Writing Practice – 11/17/2018

An acorn falls from a tree.

It bounces on the sidewalk, for this tree is inside a neighborhood. or, rather, the neighborhood was built around the tree. It has been here for two hundred years; the sidewalks for two decades. The acorn bounces along the hard surface and comes to rest against another pile of acorns, all very similar size, shape, color, consistency, for they have all fallen from the same tree in the past two days or so, have all bounced a couple of times on the sidewalk, all have rolled to his stop here in this pile at the base of the little slope, where the sidewalk makes a slight curve around, following the road.

In a few days there will be a thunderstorm, a big one, and at that time much of this pile of acorns will be swept away. They will tumble and roll, haphazardly forced into their swirling gambol by the flowing rainwaters, which will make their own way down the hill, around the curve (they are not impeded in their progress by such little inconveniences as curbs and humps), and then the rainwaters will flow into the storm sewer and take the acorns with them. They will waterfall down over this manmade edge, and will cascade into this manmade pit; and then follow this manmade riverbed for miles and miles and inside in the dark underground silently, and perseverantly making their way from high ground to the lower. They will flow with their acorn hitchhikers through the sewers and finally into the discharge zone, another manmade chute that looks like a huge, hollow phallus jutting out over the river, and once there they will emerge into the daylight, waters mingling with waters, acorns floating on the surface and bobbing, gently, repetitiously, until the river flow them away, away, away away neighbor.

The river flows on, inexorable, a much bigger bath than the rainwater or the acorns have yet experienced. It, too, moves at its own pace, sometimes flowing wide and slow, sometimes hurrying through a narrow channel, sometimes meandering back and forth in a serpentine path which takes many leagues to travel only a few kilometers, as the crow may fly.

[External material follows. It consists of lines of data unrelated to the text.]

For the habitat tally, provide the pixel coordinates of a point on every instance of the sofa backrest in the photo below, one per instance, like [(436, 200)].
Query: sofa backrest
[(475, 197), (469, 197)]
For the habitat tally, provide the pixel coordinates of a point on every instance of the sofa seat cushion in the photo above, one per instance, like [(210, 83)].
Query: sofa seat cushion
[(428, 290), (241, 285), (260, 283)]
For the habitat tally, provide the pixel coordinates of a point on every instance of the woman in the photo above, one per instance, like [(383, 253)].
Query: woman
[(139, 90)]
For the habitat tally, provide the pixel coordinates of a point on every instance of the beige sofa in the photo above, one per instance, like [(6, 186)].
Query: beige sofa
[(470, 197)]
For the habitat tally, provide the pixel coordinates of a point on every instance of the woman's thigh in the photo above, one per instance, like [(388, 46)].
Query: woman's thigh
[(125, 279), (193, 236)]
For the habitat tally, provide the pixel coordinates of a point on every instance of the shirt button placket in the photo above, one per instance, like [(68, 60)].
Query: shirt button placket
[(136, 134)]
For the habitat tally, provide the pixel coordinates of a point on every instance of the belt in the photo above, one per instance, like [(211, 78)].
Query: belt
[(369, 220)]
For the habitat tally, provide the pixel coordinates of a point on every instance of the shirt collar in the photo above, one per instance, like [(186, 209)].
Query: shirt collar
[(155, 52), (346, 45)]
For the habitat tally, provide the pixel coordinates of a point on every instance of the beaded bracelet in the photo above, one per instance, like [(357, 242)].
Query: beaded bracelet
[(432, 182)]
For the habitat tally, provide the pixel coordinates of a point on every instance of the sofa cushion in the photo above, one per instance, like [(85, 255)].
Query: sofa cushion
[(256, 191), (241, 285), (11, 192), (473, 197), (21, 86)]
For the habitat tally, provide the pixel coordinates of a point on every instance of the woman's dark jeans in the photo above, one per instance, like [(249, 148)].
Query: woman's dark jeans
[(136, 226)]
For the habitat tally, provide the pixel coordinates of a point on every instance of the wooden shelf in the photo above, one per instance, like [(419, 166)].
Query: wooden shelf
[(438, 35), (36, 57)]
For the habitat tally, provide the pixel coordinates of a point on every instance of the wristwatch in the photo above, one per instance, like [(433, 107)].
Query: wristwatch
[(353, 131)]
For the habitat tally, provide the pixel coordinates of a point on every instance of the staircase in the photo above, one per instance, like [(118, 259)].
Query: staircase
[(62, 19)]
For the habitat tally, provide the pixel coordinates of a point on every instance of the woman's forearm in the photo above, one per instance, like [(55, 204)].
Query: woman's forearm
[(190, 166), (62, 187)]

Along the way the acorn dries in the sun. It may seem ironic to think of a waterlogged, floating acorn as dry, but that is exactly what happens. Part of it remains submerged, of course, but the tilted over part remains a little less than half of its apart body and exposed to the sun and the wind at all times, and so this particular acorn, nothing particular about it, really, remember, it was essentially just like all the others, it is floating on the river and making its way downstream, and all the time the sun’s baking the upside while the river leaches in, or at least tries, to, from the underside. Soon the hard-backed edge begins to flick away, at the eroding insistence of the wind, or at the teeth and claws of passing sparrows, or at the random insistence of a wandering mayfly or mosquito or midge.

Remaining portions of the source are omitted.